Akan tetapi, ia tidak harus merasa bingung terlalu lama. Ahli bintang
itu harus melakukan yang sebenarnya.
Di peraduannya yang terasa dingin dan sunyi Yang Mulia Raja
berbaring dengan wajah pucat, seorang tabib tengah memeriksanya. “Yang
Mulia tak usah merasa cemas, saya tahu bagaimana sebenarnya
kesehatannya”, seorang tabib mengira dirinya selalu tahu kesehatan
seorang raja. Atau ia lebih baik tak mengucap lebih santun demi
kesehatan itu sendiri. Tak lama kemudian tabib itupun pergi berlalu,
meninggalkan Choi Ji Mong bersama seorang raja di kamar itu.
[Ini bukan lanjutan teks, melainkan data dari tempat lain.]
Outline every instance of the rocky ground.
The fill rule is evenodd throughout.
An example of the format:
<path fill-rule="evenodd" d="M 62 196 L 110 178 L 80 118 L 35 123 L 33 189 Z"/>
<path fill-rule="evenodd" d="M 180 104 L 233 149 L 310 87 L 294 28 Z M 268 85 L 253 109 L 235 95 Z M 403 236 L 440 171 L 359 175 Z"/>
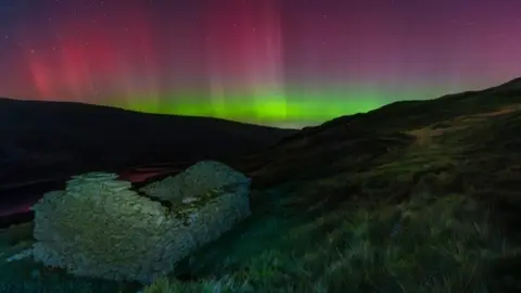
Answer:
<path fill-rule="evenodd" d="M 228 160 L 253 178 L 252 216 L 147 292 L 520 292 L 520 130 L 517 79 L 340 117 Z M 9 250 L 30 242 L 27 228 L 10 231 Z M 0 269 L 54 276 L 52 292 L 56 280 L 136 290 Z"/>

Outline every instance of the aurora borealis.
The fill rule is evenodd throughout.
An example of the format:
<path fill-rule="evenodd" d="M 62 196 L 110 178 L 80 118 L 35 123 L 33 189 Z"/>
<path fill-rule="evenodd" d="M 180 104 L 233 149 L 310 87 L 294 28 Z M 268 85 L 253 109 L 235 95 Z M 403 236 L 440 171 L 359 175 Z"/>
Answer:
<path fill-rule="evenodd" d="M 302 127 L 521 76 L 516 0 L 3 0 L 0 97 Z"/>

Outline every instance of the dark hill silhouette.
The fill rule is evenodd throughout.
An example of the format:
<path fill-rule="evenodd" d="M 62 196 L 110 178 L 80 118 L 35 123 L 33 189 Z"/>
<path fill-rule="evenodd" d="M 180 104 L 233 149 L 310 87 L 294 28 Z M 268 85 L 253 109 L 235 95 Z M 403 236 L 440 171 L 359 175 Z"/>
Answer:
<path fill-rule="evenodd" d="M 75 106 L 81 109 L 79 105 Z M 43 105 L 41 107 L 43 107 Z M 60 111 L 54 111 L 54 113 L 61 113 Z M 199 150 L 198 145 L 200 145 L 201 140 L 189 141 L 187 139 L 187 132 L 181 132 L 180 138 L 177 138 L 177 140 L 173 139 L 167 142 L 162 140 L 162 138 L 168 139 L 168 136 L 163 136 L 164 132 L 171 132 L 170 137 L 176 136 L 176 130 L 170 130 L 168 126 L 166 126 L 169 124 L 160 126 L 160 123 L 157 123 L 156 125 L 161 130 L 157 130 L 157 128 L 151 130 L 153 128 L 151 126 L 150 129 L 131 131 L 127 137 L 120 133 L 114 135 L 118 130 L 122 131 L 122 129 L 138 127 L 143 124 L 152 125 L 150 120 L 160 120 L 160 118 L 158 116 L 139 116 L 139 118 L 138 116 L 132 116 L 134 118 L 125 118 L 127 123 L 124 123 L 119 119 L 127 117 L 126 115 L 134 114 L 125 114 L 125 112 L 117 112 L 117 114 L 114 115 L 110 114 L 116 113 L 110 112 L 114 110 L 102 110 L 97 113 L 105 113 L 103 111 L 106 111 L 104 115 L 107 117 L 100 116 L 100 119 L 105 119 L 105 123 L 99 120 L 92 122 L 97 124 L 96 127 L 98 128 L 89 128 L 84 124 L 80 124 L 84 125 L 81 127 L 73 127 L 77 116 L 71 114 L 74 113 L 74 111 L 63 111 L 63 115 L 61 116 L 62 120 L 55 120 L 53 127 L 62 129 L 61 131 L 72 131 L 73 129 L 75 131 L 67 132 L 67 136 L 55 135 L 56 138 L 66 137 L 68 140 L 65 139 L 64 142 L 60 142 L 61 144 L 52 144 L 52 141 L 46 142 L 47 144 L 42 143 L 47 148 L 45 149 L 49 150 L 49 154 L 56 154 L 55 151 L 58 150 L 60 152 L 61 150 L 59 145 L 69 143 L 67 144 L 69 146 L 65 148 L 65 150 L 81 150 L 78 151 L 78 153 L 85 152 L 89 155 L 89 160 L 96 157 L 96 152 L 103 151 L 103 154 L 115 154 L 117 160 L 114 162 L 119 162 L 118 164 L 122 165 L 125 163 L 124 158 L 129 158 L 131 155 L 136 155 L 137 158 L 135 160 L 139 162 L 145 162 L 145 158 L 153 161 L 151 164 L 138 168 L 130 168 L 127 170 L 129 174 L 163 169 L 161 175 L 149 177 L 148 179 L 143 179 L 144 181 L 141 183 L 136 183 L 135 186 L 137 187 L 158 180 L 168 175 L 177 174 L 195 163 L 195 161 L 212 155 L 204 151 L 196 153 L 195 150 Z M 81 113 L 80 110 L 76 111 L 77 115 L 82 115 Z M 119 118 L 117 118 L 117 116 Z M 16 116 L 12 117 L 16 120 Z M 67 117 L 67 119 L 63 117 Z M 84 122 L 85 117 L 87 116 L 84 116 Z M 46 116 L 46 118 L 49 117 Z M 39 117 L 39 119 L 36 120 L 41 122 L 41 127 L 49 127 L 46 128 L 46 131 L 51 131 L 50 129 L 53 129 L 49 126 L 51 124 L 43 126 L 46 118 Z M 167 118 L 164 119 L 166 120 Z M 252 129 L 250 126 L 240 126 L 241 130 L 238 130 L 239 126 L 238 128 L 234 127 L 237 124 L 221 120 L 212 120 L 212 123 L 208 123 L 209 126 L 206 126 L 206 122 L 209 122 L 207 119 L 198 120 L 175 117 L 171 118 L 171 122 L 176 119 L 181 120 L 176 125 L 182 124 L 183 127 L 188 129 L 198 128 L 194 127 L 194 125 L 204 125 L 204 127 L 207 127 L 204 129 L 213 129 L 213 131 L 220 131 L 231 127 L 236 132 L 233 132 L 234 135 L 232 136 L 226 135 L 227 138 L 234 138 L 229 141 L 240 142 L 240 139 L 237 139 L 238 137 L 246 137 L 251 142 L 256 141 L 256 133 L 249 132 Z M 107 123 L 107 120 L 111 123 Z M 61 125 L 64 122 L 67 123 Z M 112 126 L 105 127 L 105 124 Z M 171 125 L 174 125 L 174 123 L 171 123 Z M 10 133 L 14 133 L 17 138 L 31 138 L 31 140 L 29 140 L 30 143 L 24 142 L 24 144 L 18 142 L 20 145 L 28 145 L 26 148 L 29 150 L 41 150 L 37 148 L 40 140 L 25 135 L 24 131 L 27 131 L 27 127 L 2 127 L 11 131 Z M 99 129 L 100 127 L 104 128 L 102 136 L 94 131 L 94 129 Z M 81 129 L 79 130 L 80 132 L 84 131 L 85 140 L 93 143 L 92 145 L 84 145 L 81 140 L 78 143 L 78 137 L 84 138 L 78 135 L 78 128 Z M 17 135 L 16 129 L 21 131 L 17 132 Z M 8 131 L 4 133 L 8 135 Z M 46 133 L 46 131 L 43 131 L 43 133 Z M 521 253 L 519 253 L 521 252 L 521 232 L 519 229 L 519 225 L 521 224 L 521 79 L 514 79 L 485 90 L 448 94 L 434 100 L 396 102 L 366 114 L 339 117 L 320 126 L 307 127 L 293 133 L 292 131 L 285 130 L 280 130 L 281 132 L 279 130 L 270 132 L 271 130 L 269 129 L 262 131 L 268 133 L 266 135 L 268 137 L 275 136 L 275 138 L 270 137 L 272 138 L 271 141 L 278 142 L 275 144 L 264 144 L 264 148 L 257 148 L 256 151 L 251 154 L 240 155 L 240 153 L 236 153 L 236 155 L 223 155 L 220 160 L 236 169 L 245 173 L 253 179 L 251 219 L 238 229 L 237 232 L 227 234 L 223 240 L 202 249 L 201 252 L 198 252 L 198 255 L 190 257 L 190 262 L 188 263 L 195 265 L 190 267 L 190 264 L 186 264 L 187 273 L 182 277 L 186 280 L 196 280 L 201 276 L 219 276 L 219 273 L 224 271 L 221 265 L 230 259 L 234 259 L 234 257 L 242 260 L 238 260 L 237 264 L 233 263 L 233 265 L 230 266 L 237 265 L 240 267 L 241 262 L 250 264 L 246 262 L 249 258 L 244 258 L 245 260 L 241 258 L 245 257 L 244 255 L 246 254 L 240 254 L 238 251 L 247 251 L 247 255 L 264 255 L 265 250 L 269 250 L 271 253 L 272 251 L 287 247 L 291 252 L 287 252 L 288 255 L 291 255 L 291 257 L 288 257 L 291 264 L 294 264 L 296 260 L 301 262 L 302 259 L 295 257 L 293 253 L 296 253 L 294 251 L 295 247 L 304 245 L 306 240 L 301 241 L 301 239 L 295 238 L 293 242 L 288 240 L 290 242 L 283 242 L 283 245 L 280 244 L 277 246 L 276 244 L 282 234 L 290 235 L 297 231 L 301 231 L 303 235 L 308 235 L 310 238 L 308 239 L 309 243 L 313 241 L 322 241 L 325 243 L 326 249 L 319 251 L 317 254 L 314 253 L 317 252 L 318 246 L 310 244 L 308 250 L 303 250 L 300 253 L 301 257 L 306 259 L 309 258 L 308 256 L 310 255 L 313 255 L 313 259 L 325 259 L 322 254 L 330 255 L 330 264 L 320 263 L 320 266 L 317 265 L 317 267 L 327 268 L 327 270 L 336 266 L 340 255 L 336 249 L 340 244 L 343 243 L 342 245 L 346 246 L 346 252 L 351 252 L 353 249 L 353 246 L 351 246 L 352 240 L 356 240 L 356 235 L 354 234 L 357 234 L 358 228 L 364 225 L 373 227 L 367 230 L 370 231 L 370 233 L 367 232 L 368 234 L 365 234 L 363 239 L 364 243 L 369 243 L 368 241 L 371 239 L 371 245 L 376 247 L 376 253 L 371 254 L 369 258 L 381 258 L 381 255 L 387 252 L 385 250 L 387 250 L 387 245 L 391 245 L 390 243 L 394 243 L 395 241 L 401 242 L 402 239 L 405 241 L 405 246 L 404 254 L 401 254 L 401 257 L 407 257 L 411 253 L 416 256 L 419 255 L 415 254 L 418 250 L 421 251 L 427 247 L 429 251 L 430 247 L 436 243 L 433 243 L 430 238 L 427 240 L 423 239 L 423 244 L 421 244 L 423 246 L 421 246 L 418 238 L 415 237 L 414 229 L 416 229 L 416 232 L 435 232 L 437 228 L 442 229 L 443 227 L 435 225 L 441 225 L 436 222 L 441 220 L 441 216 L 439 217 L 439 215 L 443 214 L 447 217 L 447 220 L 444 224 L 443 221 L 441 222 L 445 225 L 445 228 L 443 228 L 446 231 L 446 235 L 444 234 L 443 238 L 439 239 L 437 245 L 442 246 L 444 253 L 436 254 L 434 258 L 423 258 L 424 262 L 420 262 L 417 258 L 410 259 L 412 265 L 415 262 L 419 262 L 418 266 L 412 266 L 405 275 L 419 273 L 418 280 L 424 278 L 424 265 L 434 266 L 431 268 L 433 273 L 437 273 L 441 270 L 455 269 L 452 271 L 453 275 L 450 275 L 450 277 L 456 275 L 460 276 L 458 273 L 461 271 L 470 271 L 470 281 L 465 282 L 463 286 L 455 285 L 454 288 L 456 289 L 453 291 L 469 291 L 469 283 L 475 279 L 486 282 L 486 292 L 519 292 L 521 288 L 521 283 L 518 281 L 521 280 Z M 125 139 L 123 142 L 117 142 L 116 139 L 112 137 L 113 135 Z M 204 133 L 202 137 L 204 137 Z M 213 133 L 212 137 L 217 139 L 225 137 L 225 135 Z M 96 138 L 105 138 L 105 144 L 100 144 L 100 140 Z M 143 138 L 147 138 L 144 140 L 145 142 L 142 142 Z M 123 150 L 126 151 L 123 154 L 118 154 L 116 146 L 132 144 L 135 141 L 138 141 L 138 144 L 134 145 L 139 146 L 135 146 L 134 149 L 123 148 Z M 151 143 L 147 141 L 154 142 Z M 178 155 L 179 152 L 182 153 L 182 151 L 176 149 L 176 141 L 178 145 L 187 148 L 185 150 L 192 146 L 193 149 L 190 150 L 194 152 L 188 153 L 194 155 Z M 190 144 L 191 142 L 196 143 Z M 109 146 L 111 144 L 113 145 Z M 109 149 L 104 149 L 104 145 Z M 152 146 L 148 148 L 148 145 Z M 227 145 L 231 145 L 229 148 L 232 148 L 234 144 L 218 145 L 223 145 L 224 150 L 229 150 Z M 253 143 L 253 146 L 259 145 Z M 174 153 L 170 154 L 171 157 L 165 157 L 164 162 L 160 162 L 158 156 L 148 154 L 150 150 L 154 148 L 165 151 L 165 153 L 174 150 Z M 249 150 L 253 149 L 255 148 Z M 176 150 L 178 151 L 177 153 Z M 98 166 L 102 166 L 103 164 L 107 166 L 116 165 L 110 161 L 110 156 L 102 155 L 101 157 L 101 161 L 100 158 L 96 161 Z M 71 160 L 66 162 L 72 164 L 75 161 Z M 87 163 L 93 164 L 91 162 Z M 85 163 L 85 168 L 89 166 L 87 163 Z M 59 163 L 55 164 L 61 166 Z M 29 162 L 27 162 L 26 166 L 30 167 Z M 49 168 L 52 164 L 40 164 L 40 167 L 41 166 Z M 69 169 L 73 167 L 76 166 L 71 165 Z M 46 168 L 40 168 L 40 178 L 45 177 L 41 170 L 46 170 Z M 34 178 L 38 178 L 37 175 L 38 173 L 35 171 Z M 50 187 L 46 188 L 48 190 L 51 189 Z M 466 202 L 461 201 L 460 205 L 455 204 L 460 201 L 455 199 L 461 198 L 469 200 L 469 203 L 466 204 Z M 437 200 L 446 201 L 447 206 L 445 208 L 445 205 L 443 205 L 443 208 L 436 209 L 434 214 L 431 214 L 434 221 L 429 225 L 434 226 L 421 224 L 421 218 L 424 215 L 420 213 L 419 217 L 414 218 L 414 220 L 410 218 L 410 221 L 408 221 L 408 224 L 411 225 L 409 226 L 409 228 L 411 228 L 410 230 L 404 228 L 405 230 L 399 232 L 399 237 L 394 238 L 394 228 L 402 227 L 399 226 L 402 221 L 398 221 L 398 226 L 394 225 L 394 212 L 390 215 L 389 208 L 404 211 L 401 209 L 404 204 L 408 202 L 412 203 L 415 199 L 425 199 L 422 204 L 415 205 L 415 208 L 427 208 L 425 211 L 429 211 L 431 202 L 434 203 Z M 474 202 L 478 202 L 479 205 L 486 211 L 482 212 L 482 209 L 476 208 L 473 204 Z M 454 208 L 454 211 L 452 208 Z M 463 209 L 474 211 L 478 215 L 471 219 L 467 219 L 466 216 L 458 216 L 460 215 L 459 213 L 465 212 Z M 360 214 L 361 219 L 351 219 L 356 220 L 351 225 L 347 218 L 350 215 L 356 214 L 359 211 L 366 211 L 367 214 Z M 398 217 L 405 217 L 404 214 L 407 214 L 406 212 L 399 212 L 402 216 L 398 215 Z M 382 225 L 377 225 L 378 220 L 369 217 L 369 214 L 376 218 L 383 217 L 385 220 L 382 221 Z M 329 221 L 328 218 L 330 219 Z M 484 226 L 480 226 L 480 220 L 488 220 L 488 218 L 491 219 L 492 228 L 485 229 L 483 228 Z M 366 219 L 368 221 L 366 221 Z M 369 221 L 369 219 L 376 221 Z M 24 220 L 30 220 L 30 217 L 26 217 Z M 298 222 L 295 224 L 293 221 Z M 455 225 L 455 221 L 461 225 L 465 224 L 463 226 L 467 227 L 465 231 L 458 230 L 462 229 L 462 226 L 458 226 L 459 224 Z M 302 226 L 304 222 L 306 225 Z M 419 222 L 420 225 L 414 228 L 415 222 Z M 315 228 L 309 228 L 308 224 L 313 224 L 312 226 Z M 407 222 L 404 225 L 406 224 Z M 476 242 L 481 241 L 481 238 L 462 238 L 458 240 L 460 242 L 454 242 L 454 240 L 457 240 L 459 237 L 459 232 L 456 231 L 462 232 L 463 234 L 473 234 L 474 232 L 482 235 L 486 234 L 487 241 L 491 240 L 495 243 L 493 245 L 491 244 L 492 246 L 495 247 L 497 244 L 498 247 L 508 247 L 509 250 L 490 255 L 474 254 L 469 251 L 469 253 L 466 254 L 467 258 L 463 257 L 463 259 L 460 256 L 466 253 L 467 246 L 475 245 Z M 496 238 L 495 232 L 498 232 L 501 238 Z M 260 234 L 260 237 L 258 237 L 257 233 Z M 410 233 L 412 233 L 412 235 Z M 245 234 L 249 237 L 244 237 Z M 257 238 L 255 238 L 256 235 Z M 347 238 L 346 235 L 352 238 Z M 503 239 L 503 237 L 505 237 L 505 239 Z M 251 238 L 253 240 L 251 240 Z M 383 246 L 378 246 L 380 245 L 378 243 L 383 243 Z M 454 252 L 448 252 L 445 246 L 453 245 L 454 243 L 457 243 L 457 249 Z M 366 247 L 366 244 L 364 244 L 364 247 Z M 449 253 L 448 258 L 452 260 L 447 263 L 448 265 L 439 267 L 436 265 L 437 259 L 445 258 L 446 253 Z M 274 259 L 277 259 L 274 260 L 274 263 L 279 262 L 278 256 L 278 254 L 274 256 Z M 405 264 L 402 262 L 403 259 L 405 258 L 398 259 L 399 267 Z M 432 259 L 436 262 L 432 262 Z M 458 259 L 457 263 L 453 263 L 454 259 Z M 473 265 L 468 265 L 468 262 L 472 259 L 480 259 L 480 270 L 475 270 L 476 267 Z M 338 279 L 330 280 L 332 283 L 339 282 L 336 291 L 341 291 L 345 285 L 348 285 L 347 282 L 342 283 L 343 278 L 347 278 L 352 273 L 357 272 L 358 266 L 364 263 L 358 262 L 358 258 L 355 260 L 353 264 L 356 266 L 351 266 L 351 263 L 347 260 L 342 260 L 346 262 L 343 263 L 344 265 L 351 266 L 348 267 L 351 270 L 343 270 L 343 273 L 338 275 L 340 281 Z M 325 259 L 320 262 L 329 260 Z M 265 269 L 265 263 L 262 264 L 262 269 Z M 421 269 L 417 271 L 419 267 L 421 267 Z M 250 267 L 243 268 L 250 269 Z M 310 267 L 306 267 L 306 269 L 307 268 Z M 234 271 L 237 267 L 228 267 L 228 269 Z M 382 273 L 381 266 L 376 266 L 374 269 L 374 276 Z M 246 270 L 241 271 L 244 272 Z M 288 271 L 290 270 L 281 270 L 281 273 L 277 271 L 274 276 L 281 276 L 288 273 Z M 296 275 L 284 279 L 283 282 L 292 278 L 300 278 L 298 280 L 301 282 L 307 281 L 309 277 L 306 273 L 302 273 L 303 271 L 305 270 L 298 270 Z M 366 273 L 366 271 L 357 276 L 359 278 L 366 278 L 364 273 Z M 393 275 L 391 277 L 391 279 L 394 280 L 395 276 Z M 456 279 L 457 280 L 453 280 L 455 284 L 459 282 L 459 279 Z M 377 284 L 373 279 L 368 279 L 367 284 L 364 283 L 364 285 L 371 283 L 371 285 L 385 288 L 385 284 L 389 284 L 389 282 L 385 281 L 387 279 L 383 280 L 384 281 Z M 352 281 L 356 281 L 356 279 L 352 279 Z M 340 283 L 342 285 L 340 285 Z M 360 288 L 367 289 L 366 291 L 370 292 L 378 291 L 374 290 L 374 288 L 358 286 L 358 289 Z M 483 288 L 482 284 L 480 284 L 480 288 Z M 402 289 L 397 288 L 396 291 L 402 291 Z M 417 292 L 418 290 L 412 291 Z M 472 292 L 485 291 L 478 290 Z"/>
<path fill-rule="evenodd" d="M 0 99 L 0 187 L 88 169 L 243 155 L 294 131 L 81 103 Z"/>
Choi Ji Mong menuangkan teh kemudian mengulurkan kepada Yang Mulia Raja, “Adalah ramuan teh terbaru dari Damiwon”.
“Tak ada yang kusuka. Aku tidak ingin makan dan tidak ingin
pula minum”, Raja Taejo memejamkan mata, setahun sudah ia berusaha
mengusir wajah itu, wajah cantik Sanggung Oh. Seorang berhati mulia yang
rela mengorbankan diri bagi seorang anak yang tak pernah dilahirkan.
Akan tetapi, semakin ia berusaha mengusir, semakin wajah itu membayang.
Ia telah mengambil keputusan mengerikan untuk menyelamatkan seorang
wanita serakah, Ratu Yoo. Tragedi hidup kiranya bukan kematian, tetapi
penyesalan. Tatapan tak berdosa Sanggung Oh menikamnya bagai belati,
pedih dan menyakiti. Ia sungguh harus menelan mentah-mentah arti rasa
kehilangan seorang yang dicintai.Kali ini ketika Choi Ji Mong
mengulurkan secangkir teh, wajah cantik Sanggung Oh semakin membayang.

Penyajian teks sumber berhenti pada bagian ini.